Welcome to the inaugural issue of the Journal of Usability Studies.

This journal was born in response to a growing need in the community of usability practitioners and researchers. Have you ever you looked for the most recent findings of usability studies that you can learn from or wondered where to publish interesting results from your own usability studies? Until now, there was no available forum for usability practitioners and applied researchers to share and disseminate many of their findings and experiences that are of general interest to this community. To meet this need and to fill the gap between academic research and business case studies, the Journal of Usability Studies was born. This publication will be a peer-reviewed, on-line journal dedicated to promoting and enhancing the practice, research, and education of usability engineering.

In this issue:

What are the challenges that face us as usability practitioners and researchers? More than ten years after introducing the notions of discount and guerrilla usability, Jakob Nielsen revisits them and offers interesting and thought-provoking ideas in his short essay on: “Usability for the Masses“.

We are in a period when mobile devices and applications are rapidly becoming more and more pervasive. One of the challenges that this trend introduces to usability practitioners is how to test the usability of mobile devices and applications with high ecological validity. In their article: “Usability Testing of Mobile Applications: A Comparison between a Laboratory and Field Tests“, Anne Kaikkonen from Nokia and others suggest that testing mobile applications in the laboratory may not be much different than field testing.

The benefits of performing iterative usability tests are probably familiar to most usability practitioners. Alex Genov, in his article “Iterative Usability Testing as Continuous Feedback: A Control Systems Perspective“, proposes to adopt a different framework for iterative usability testing. The framework of Systems Control Theory (aka Cybernetics) can be beneficial in understanding and extracting the benefits of iterative testing.

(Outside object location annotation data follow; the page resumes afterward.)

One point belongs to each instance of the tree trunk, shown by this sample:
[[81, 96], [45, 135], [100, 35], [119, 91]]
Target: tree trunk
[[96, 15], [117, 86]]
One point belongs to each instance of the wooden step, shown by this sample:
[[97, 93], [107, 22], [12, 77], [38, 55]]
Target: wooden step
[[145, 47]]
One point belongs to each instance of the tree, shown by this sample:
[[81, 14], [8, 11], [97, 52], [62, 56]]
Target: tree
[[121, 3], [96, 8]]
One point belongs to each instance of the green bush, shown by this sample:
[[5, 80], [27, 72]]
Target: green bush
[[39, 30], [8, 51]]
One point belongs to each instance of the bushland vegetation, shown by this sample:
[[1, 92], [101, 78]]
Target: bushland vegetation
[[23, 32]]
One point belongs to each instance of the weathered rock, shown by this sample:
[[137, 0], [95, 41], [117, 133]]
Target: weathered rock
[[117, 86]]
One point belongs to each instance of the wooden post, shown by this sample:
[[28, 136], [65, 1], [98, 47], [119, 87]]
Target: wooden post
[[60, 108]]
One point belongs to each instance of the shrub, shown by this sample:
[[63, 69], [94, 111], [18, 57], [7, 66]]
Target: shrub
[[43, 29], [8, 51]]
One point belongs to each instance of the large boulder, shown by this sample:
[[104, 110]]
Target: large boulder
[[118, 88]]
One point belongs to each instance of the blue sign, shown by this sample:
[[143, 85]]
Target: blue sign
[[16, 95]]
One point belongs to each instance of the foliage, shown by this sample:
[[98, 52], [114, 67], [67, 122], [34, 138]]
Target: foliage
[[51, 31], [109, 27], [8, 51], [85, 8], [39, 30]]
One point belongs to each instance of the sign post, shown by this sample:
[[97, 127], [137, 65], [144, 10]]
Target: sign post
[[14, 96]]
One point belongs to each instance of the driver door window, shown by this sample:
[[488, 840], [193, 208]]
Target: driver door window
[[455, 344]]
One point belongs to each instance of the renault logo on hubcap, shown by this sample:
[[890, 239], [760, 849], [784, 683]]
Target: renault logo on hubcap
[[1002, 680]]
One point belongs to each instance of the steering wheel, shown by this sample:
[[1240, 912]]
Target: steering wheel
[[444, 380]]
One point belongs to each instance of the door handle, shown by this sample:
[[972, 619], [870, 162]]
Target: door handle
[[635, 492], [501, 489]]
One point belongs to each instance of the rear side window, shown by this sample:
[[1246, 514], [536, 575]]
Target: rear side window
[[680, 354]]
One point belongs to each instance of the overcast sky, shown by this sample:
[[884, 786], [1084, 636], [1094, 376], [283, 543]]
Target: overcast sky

And on a similar note, iterative testing is very often equated with formative testing. Mary Theofanos and Whitney Quesenbery, in their article “Towards the Design of Effective Formative Test Reports“, describe the international efforts to develop a common report format for the results of formative usability tests. It should be noted that a previous such effort sponsored primarily by NIST has led to the formulation of an international standard for reporting summative usability tests. Finally, we are at an age were we do most of our travel arrangements ourselves via our favorite travel web site. Are there any new and unique challenges to the design of travel web sites? Deborah Carstens and Pauline Patterson have examined this issue as part of a multi-phase project, and are presenting their findings in their article: “Usability testing of Travel Websites.”